2022-12-16
A practical issue with YAML: your schema is not actually documentation
These days, YAML is used as the configuration file format for an increasing amount of systems that I need to set up and operate for work. I have my issues with YAML in general (1, 2), but in the process of writing configuration files for programs that use YAML, I've found an entirely practical one, which I will summarize this way: a YAML schema description is not actually documentation for a system's configuration file.
It's entirely possible to write good documentation for a configuration system that happens to use YAML as its format. But while showing people the schema is often easy, it's not sufficient. Even a complete YAML schema merely tells the reader what values can go where in your configuration file's structure. It doesn't tell them what those values mean, what happens if they're left out, why you might want to set (or not set) certain values, or how settings interact with each other.
(And people don't even always do complete YAML schemas. I've seen more than one where the value of some field is simply documented as '<string>', when in fact only a few specific strings have meaning and others will cause problems.)
I don't know why just dumping out your YAML schema is so popular as a way to do configuration file 'documentation'. Perhaps it's because you have to do it as a first step, and once you've done that it's attractive to add a few additional notes and stop, especially if you think the names of things in your schema are already clear about what they're about and mean. Good documentation is time consuming and hard, after all.
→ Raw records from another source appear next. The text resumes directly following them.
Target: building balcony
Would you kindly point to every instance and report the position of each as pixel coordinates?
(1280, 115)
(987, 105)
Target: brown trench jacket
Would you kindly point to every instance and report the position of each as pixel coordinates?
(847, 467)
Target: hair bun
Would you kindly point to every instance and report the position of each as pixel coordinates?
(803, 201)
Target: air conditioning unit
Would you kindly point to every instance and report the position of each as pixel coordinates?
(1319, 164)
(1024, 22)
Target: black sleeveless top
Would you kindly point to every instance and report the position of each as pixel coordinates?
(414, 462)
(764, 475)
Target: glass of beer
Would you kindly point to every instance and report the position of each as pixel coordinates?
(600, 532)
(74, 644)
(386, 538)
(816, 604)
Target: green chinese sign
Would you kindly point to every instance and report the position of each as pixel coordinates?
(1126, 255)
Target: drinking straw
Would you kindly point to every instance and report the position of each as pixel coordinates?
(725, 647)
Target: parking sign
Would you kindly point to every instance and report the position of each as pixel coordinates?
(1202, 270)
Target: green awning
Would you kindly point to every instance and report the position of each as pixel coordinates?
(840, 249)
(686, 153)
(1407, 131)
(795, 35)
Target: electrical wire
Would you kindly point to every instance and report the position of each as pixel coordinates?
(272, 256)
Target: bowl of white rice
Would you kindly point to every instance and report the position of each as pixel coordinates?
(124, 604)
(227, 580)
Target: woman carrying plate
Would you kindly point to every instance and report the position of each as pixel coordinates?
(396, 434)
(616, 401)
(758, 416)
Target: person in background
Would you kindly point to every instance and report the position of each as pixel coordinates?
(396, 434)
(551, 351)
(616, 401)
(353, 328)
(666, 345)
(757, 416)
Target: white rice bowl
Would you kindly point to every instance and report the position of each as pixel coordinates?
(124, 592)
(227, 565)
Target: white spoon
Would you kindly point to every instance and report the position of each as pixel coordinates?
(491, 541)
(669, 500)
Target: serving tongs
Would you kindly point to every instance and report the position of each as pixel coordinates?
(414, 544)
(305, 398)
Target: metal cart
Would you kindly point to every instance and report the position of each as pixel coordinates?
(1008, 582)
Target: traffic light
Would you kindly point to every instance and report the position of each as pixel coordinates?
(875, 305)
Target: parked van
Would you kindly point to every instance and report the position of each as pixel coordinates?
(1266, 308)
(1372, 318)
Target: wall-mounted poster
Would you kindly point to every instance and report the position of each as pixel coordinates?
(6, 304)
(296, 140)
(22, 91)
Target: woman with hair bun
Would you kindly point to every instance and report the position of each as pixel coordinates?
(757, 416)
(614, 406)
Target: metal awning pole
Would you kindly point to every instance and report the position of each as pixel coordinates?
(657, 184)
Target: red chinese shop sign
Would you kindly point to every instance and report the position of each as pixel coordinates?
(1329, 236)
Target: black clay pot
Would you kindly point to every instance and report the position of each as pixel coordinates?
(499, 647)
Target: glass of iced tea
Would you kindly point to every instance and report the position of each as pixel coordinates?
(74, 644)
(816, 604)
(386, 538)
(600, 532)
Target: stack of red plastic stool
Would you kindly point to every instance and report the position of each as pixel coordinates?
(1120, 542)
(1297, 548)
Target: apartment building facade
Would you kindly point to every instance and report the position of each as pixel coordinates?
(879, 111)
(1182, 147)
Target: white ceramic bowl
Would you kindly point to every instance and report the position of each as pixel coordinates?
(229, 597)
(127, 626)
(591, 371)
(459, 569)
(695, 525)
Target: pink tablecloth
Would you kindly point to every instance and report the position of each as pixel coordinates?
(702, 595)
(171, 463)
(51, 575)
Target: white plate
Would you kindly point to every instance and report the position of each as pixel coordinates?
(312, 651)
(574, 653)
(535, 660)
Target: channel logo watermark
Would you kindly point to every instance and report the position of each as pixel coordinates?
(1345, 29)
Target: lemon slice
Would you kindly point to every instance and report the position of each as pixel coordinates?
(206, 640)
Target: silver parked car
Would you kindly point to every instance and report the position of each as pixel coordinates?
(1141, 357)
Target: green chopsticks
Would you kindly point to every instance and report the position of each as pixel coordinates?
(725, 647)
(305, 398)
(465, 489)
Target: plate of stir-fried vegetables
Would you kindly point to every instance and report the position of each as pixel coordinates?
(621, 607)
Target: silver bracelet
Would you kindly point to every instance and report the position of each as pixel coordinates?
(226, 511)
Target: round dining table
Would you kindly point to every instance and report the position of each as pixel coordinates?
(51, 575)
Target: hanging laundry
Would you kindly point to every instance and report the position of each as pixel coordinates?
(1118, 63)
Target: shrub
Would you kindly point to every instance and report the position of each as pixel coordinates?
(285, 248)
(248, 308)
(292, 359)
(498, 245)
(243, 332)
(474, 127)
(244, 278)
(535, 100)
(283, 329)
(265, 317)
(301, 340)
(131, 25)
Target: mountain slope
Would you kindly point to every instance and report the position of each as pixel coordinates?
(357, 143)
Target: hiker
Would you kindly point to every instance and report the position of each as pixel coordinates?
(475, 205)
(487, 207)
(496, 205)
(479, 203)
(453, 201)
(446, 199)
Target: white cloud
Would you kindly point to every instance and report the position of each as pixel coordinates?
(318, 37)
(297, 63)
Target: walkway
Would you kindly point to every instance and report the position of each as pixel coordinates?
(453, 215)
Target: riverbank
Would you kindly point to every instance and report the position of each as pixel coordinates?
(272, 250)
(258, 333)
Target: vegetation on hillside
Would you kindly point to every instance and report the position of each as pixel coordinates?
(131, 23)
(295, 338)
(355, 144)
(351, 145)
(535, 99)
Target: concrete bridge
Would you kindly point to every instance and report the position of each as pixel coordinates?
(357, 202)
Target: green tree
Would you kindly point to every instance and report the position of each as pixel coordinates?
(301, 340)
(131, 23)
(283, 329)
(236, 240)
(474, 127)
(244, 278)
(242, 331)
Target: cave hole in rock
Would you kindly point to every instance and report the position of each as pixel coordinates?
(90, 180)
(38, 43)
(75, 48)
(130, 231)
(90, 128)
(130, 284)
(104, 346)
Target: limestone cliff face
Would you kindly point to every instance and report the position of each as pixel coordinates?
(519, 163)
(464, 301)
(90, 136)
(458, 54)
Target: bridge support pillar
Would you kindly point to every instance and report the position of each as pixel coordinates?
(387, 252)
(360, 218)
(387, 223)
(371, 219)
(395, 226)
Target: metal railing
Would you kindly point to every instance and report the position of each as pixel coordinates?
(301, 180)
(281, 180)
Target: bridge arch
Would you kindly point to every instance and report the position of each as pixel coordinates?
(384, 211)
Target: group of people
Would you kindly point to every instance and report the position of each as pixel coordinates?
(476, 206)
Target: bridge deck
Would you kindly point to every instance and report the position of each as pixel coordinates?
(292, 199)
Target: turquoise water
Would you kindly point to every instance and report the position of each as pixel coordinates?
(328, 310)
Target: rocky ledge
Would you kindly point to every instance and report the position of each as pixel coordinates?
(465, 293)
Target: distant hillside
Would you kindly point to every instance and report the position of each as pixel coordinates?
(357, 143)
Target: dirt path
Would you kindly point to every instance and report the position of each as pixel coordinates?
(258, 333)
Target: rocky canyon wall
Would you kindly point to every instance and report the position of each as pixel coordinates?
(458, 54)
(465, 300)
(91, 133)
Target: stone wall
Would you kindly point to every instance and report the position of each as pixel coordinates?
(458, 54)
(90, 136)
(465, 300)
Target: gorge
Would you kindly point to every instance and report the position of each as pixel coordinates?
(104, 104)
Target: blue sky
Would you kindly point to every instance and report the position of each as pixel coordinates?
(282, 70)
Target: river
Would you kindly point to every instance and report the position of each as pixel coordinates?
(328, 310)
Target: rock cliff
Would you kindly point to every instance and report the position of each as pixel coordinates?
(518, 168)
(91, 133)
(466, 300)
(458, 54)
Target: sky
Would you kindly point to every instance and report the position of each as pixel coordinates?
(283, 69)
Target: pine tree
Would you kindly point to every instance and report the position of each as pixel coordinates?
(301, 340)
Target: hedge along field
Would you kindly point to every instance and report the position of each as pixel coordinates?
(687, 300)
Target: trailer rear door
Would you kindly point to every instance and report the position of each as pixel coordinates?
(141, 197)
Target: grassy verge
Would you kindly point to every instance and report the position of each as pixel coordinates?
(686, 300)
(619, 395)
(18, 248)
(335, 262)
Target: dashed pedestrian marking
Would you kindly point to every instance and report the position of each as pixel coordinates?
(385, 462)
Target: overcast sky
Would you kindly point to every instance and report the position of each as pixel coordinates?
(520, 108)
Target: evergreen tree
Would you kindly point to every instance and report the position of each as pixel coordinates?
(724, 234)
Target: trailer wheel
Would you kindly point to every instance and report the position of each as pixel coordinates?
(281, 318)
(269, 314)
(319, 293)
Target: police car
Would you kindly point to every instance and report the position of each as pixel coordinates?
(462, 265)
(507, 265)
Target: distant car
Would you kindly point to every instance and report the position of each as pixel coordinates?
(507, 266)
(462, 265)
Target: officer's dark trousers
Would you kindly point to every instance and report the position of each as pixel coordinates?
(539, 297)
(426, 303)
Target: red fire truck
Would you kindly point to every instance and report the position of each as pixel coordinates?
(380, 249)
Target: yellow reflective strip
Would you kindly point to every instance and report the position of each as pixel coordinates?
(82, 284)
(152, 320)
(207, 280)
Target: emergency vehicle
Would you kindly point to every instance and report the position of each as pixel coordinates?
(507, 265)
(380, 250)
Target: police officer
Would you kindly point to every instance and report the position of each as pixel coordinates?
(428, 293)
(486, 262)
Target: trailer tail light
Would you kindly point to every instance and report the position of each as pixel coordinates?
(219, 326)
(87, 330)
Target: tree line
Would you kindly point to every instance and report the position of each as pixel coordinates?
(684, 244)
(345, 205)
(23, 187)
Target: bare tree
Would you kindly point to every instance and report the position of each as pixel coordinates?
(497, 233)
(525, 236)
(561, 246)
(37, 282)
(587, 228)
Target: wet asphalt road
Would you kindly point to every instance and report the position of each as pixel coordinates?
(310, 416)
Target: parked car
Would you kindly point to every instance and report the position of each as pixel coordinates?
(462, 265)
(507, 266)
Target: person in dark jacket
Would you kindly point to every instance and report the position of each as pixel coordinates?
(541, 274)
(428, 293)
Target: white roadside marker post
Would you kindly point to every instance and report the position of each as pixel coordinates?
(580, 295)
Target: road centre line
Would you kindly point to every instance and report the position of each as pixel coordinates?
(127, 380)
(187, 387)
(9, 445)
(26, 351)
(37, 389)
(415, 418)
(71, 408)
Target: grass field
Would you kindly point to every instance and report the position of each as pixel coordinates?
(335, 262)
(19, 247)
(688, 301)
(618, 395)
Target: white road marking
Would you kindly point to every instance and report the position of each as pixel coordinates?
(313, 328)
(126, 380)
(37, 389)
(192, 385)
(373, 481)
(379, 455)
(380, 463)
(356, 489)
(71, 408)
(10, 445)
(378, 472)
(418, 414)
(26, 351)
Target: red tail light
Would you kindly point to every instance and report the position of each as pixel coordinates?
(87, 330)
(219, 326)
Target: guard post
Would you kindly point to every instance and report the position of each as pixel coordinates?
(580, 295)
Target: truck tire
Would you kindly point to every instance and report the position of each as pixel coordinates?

I suspect that this approach of reporting the schema and stopping is used for YAML things other than configuration files, but I haven't encountered such things yet. (I've only really encountered YAML in the context of configuration files, where it's at least better than some of the alternatives I've had to deal with.)
(All of this assumes that your configuration file is as simple as a set of keys and simple values. Not all configuration files are so simple, but systems with more complex values tend to write better documentation. Possibly this is because a dump of the schema is obviously insufficient when the values can be complex.)